The plan, which won’t be released until the union’s full membership votes this week, also includes efforts to reduce staff shortages by adding pay incentives to increase the substitute pool when teachers are out, and stipends for employees who help register families for testing and vaccination appointments. Staff members will also be trained to conduct contact tracing.

“We understand that our relationship to our families is a critical part of engaging in this testing program,” added Jennifer Johnson, CTU’s chief of staff. The goal, she said, is to sign up 100 percent of families by Feb. 1.

Mayor Lori Lightfoot, who faces reelection next year, also promised to consider the perspectives of parents should there be another management-labor breakdown. “We will never, never not have you at the table,” she said. While some parents expressed deep concerns over safety in keeping their children home after the holiday break, others argued that remote learning was detrimental for their children and wanted to see better cooperation between the mayor and the union. Some also agreed with the city that making decisions about closures on a school-by-school basis makes more sense at this point in the pandemic because vaccinations are available and Omicron is less likely to cause serious illness.

But observers said the conflict didn’t leave either side in a good place.

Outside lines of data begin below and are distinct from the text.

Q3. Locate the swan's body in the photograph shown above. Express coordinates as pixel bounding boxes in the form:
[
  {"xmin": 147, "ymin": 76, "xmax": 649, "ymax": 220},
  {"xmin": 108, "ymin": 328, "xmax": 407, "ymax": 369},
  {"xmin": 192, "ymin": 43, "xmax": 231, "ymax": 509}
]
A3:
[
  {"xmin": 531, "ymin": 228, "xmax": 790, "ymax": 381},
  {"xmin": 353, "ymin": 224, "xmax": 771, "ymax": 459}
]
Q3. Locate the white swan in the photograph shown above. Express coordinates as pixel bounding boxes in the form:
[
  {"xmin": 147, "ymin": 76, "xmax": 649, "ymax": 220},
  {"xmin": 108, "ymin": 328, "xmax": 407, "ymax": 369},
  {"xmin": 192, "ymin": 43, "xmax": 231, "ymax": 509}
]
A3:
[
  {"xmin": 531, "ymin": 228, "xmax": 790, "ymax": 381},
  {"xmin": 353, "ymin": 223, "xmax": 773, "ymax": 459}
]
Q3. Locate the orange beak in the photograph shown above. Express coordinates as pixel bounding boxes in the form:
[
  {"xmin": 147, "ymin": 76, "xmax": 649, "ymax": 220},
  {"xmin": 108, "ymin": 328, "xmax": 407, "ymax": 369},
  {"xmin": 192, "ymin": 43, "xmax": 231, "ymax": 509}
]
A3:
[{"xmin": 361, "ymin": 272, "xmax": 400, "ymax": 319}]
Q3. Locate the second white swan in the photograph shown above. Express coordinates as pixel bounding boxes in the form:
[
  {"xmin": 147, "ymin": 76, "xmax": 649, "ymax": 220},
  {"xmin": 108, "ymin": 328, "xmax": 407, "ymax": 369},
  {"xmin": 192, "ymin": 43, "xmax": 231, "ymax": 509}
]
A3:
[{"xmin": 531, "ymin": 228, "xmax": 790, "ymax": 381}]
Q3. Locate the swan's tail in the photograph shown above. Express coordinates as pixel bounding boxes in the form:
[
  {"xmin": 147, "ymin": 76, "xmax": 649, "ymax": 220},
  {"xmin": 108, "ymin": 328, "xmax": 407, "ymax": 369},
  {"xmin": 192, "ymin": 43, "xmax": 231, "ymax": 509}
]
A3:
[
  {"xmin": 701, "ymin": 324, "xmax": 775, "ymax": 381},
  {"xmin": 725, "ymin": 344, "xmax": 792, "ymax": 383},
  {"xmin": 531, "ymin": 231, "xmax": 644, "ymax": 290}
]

“No one wins in this scenario. Parents and students lost with five days of disruption to their schooling routine,” said Bradley Marianno, an assistant education professor of the University of Nevada, Las Vegas, adding that the district and teachers union “further solidified” a relationship in which they “only operate in crisis versus collaboration.”

The agreement, he said, will likely make schools “marginally safer,” but strikes and threats of strikes every time the district and the union negotiate are bound to wear on parents and educators.

The conflict also drew attention to the low vaccination rate among Chicago students. Less than a third of the district’s 340,000 students are fully vaccinated and rates vary widely at schools across the district. 

As cases spiked in December, “We began to have an increasable sense of foreboding,” CTU President Jesse Sharkey said during the union’s press conference. 

While almost two thirds of the union’s delegates approved the agreement, Sharkey suggested the rank and file members might not be satisfied.

“We don’t try to sell people on the benefits of the agreement that are not there,” he said. “Our members are grown ups, and we understand sometimes you don’t have a guarantee in advance.”